416話
「父さん、母さん。明けましておめでとう」
「おお、雄太。挨拶周り終わったんだな」
「雄太、おめでとう」
挨拶周りの最後に実家に顔を出した雄太を、慎一郎も理保も満面の笑みで迎えた。
「これ春香が、父さんと母さんにって」
雄太はテーブルにつくと保冷バッグを差し出した。
「え? 春香さんからか?」
「ああ。そんなにたくさんじゃないけど、煮物とか父さんのお気に入りのキンピラごぼうとか入ってる」
退院したばかりなのに、婚家に差し入れをしてくれた嫁の心遣いに、慎一郎も理保も嬉しさが溢れるが心配もしてしまう。

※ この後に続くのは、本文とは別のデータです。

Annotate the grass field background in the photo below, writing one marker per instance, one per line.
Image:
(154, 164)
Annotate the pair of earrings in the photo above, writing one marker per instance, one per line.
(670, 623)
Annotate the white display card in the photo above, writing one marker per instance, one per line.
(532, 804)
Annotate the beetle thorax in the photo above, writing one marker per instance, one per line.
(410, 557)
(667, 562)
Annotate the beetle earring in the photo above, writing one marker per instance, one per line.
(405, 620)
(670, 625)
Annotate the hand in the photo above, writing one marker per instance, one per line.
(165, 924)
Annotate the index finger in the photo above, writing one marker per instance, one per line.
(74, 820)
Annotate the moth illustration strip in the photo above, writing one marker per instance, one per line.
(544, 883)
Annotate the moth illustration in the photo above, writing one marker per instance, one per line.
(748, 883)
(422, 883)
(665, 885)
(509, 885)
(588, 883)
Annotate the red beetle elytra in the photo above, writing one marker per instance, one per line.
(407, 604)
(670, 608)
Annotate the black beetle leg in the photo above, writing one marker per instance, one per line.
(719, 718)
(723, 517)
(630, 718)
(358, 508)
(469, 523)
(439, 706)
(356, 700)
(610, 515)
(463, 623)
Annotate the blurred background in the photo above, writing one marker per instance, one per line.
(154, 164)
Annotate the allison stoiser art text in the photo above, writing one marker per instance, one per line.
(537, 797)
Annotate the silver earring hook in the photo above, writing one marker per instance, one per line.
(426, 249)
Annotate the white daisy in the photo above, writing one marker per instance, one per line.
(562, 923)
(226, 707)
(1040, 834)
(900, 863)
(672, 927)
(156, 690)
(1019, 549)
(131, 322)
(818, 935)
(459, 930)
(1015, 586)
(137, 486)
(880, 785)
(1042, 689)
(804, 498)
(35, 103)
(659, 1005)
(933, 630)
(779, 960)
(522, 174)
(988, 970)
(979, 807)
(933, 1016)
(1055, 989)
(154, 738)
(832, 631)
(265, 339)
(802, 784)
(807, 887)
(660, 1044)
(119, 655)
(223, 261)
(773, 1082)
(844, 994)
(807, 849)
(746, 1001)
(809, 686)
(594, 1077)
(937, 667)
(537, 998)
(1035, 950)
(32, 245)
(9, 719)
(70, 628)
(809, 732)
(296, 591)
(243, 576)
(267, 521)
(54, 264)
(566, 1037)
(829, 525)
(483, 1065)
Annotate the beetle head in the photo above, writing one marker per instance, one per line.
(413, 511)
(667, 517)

「春香さんの体の方は大丈夫なの? 退院したばかりなのに」
「そりゃ疲れやなんかはあるけど、じっとしてるのが嫌いだからって言ってた。凱央が夜もよく寝てくれてるから、寝不足も殆どないみたいなんだ」
理保はコトンと緑茶を雄太の前に置くと、保冷バッグのファスナーを開けた。
中にはタッパーに入った惣菜がいくつも入っていた。覗き込んだ慎一郎が、物欲しそうに理保の顔を眺める。
「はいはい。分かってますよ」
理保は苦笑いを浮かべると、小皿と箸を取りにいった。ホクホク顔の慎一郎の表情を見て、雄太も苦笑いを浮べた。
「あ、それとこれ」
「ん? 何だ?」
雄太はバッグから挨拶状を取り出すと慎一郎に差し出した。
「お〜。凱央じゃないか。春香さんも」
(息子の俺は見えてないのかよぉ……)
小皿と箸を置いた理保も嬉しそうに挨拶状を覗き込む。
「あらあら。良いじゃない」
「年賀状は届いたが、まさかこんな良い物をもらえるとはな」
理保は、慎一郎の晩酌の準備をしにテーブルから離れた。
雄太は挨拶状を作る経緯を話し、慎一郎はうんうんと頷いていた。
「東雲さん達は若いだけあって、そう言う文明の力に詳しいのだな。儂は、サッパリ分からん」
「俺もだよ。説明してもらってもサッパリだった」
理保に日本酒を注いでもらい、春香のキンピラごぼうを食べながら慎一郎は話す。
「関係者の方々は凱央が生まれた事を新聞やテレビで知ってくださっただろうとは言え、こうやって挨拶状をお渡しするのは良い事ね」
「そうだな。古臭いと言われるかも知れんが、ちゃんと挨拶をしておいて損はないからな」
慎一郎に代わり、理保が時節の挨拶を欠かさないのは雄太も知っている。
直樹達は客商売をしているから時節の挨拶や付き合いなどをしっかりとしているし、それを傍で見てきた春香も身についているようで、雄太は安心していた。
「それじゃ、俺はそろそろ帰るよ。明日も早いしさ」
「ん? そうか。春香さんや東雲の皆さんによろしくな」
「ちゃんと伝えてよ?」
「分かってる。じゃあ、またくるから」
雄太は帰りに、建築中の新居を見に寄ってみた。
(もう直ぐ完成するんだな。俺と春香と凱央の家が……)
家が建つ前、土地の時点から分不相応ではないかと一部メディアに書かれていたのは知っていた。
確かにG1騎手にはなったが、まだ雄太は若手と言われる年齢だ。一般的に大きな家を建てる者は極稀であるのも分かっている。
(けど、頑張れば、こう言う家も持てるんだって言うのを見せなきゃならないって、辰野調教師も父さんも言ってたしな。俺自身が頑張ろうってモチベーションを上げられるんだ。春香も良いって言ってくれたしな)
広めの土地にしたのは、何年か先に慎一郎達と敷地内同居も考えていたからだ。
慎一郎は、敷地いっぱいに家を建てないのはなぜだと訊ねてきた。
「今は、お義父さんお義母さんは同居を考えてないとおっしゃいましたが、いずれ敷地内同居をしたいと考えてるんです。だから、家を敷地の西側に寄せたんです。それまでは、東側は庭にして子供達が遊べるようにしておこうと思ったんです」
春香がそう説明すると、慎一郎も理保も嫌とは言えず頷いた。
しかも、春香が『子供達』と言ってくれた事で、複数の孫と遊んで暮らせる日を心待ちにしている慎一郎と理保だった。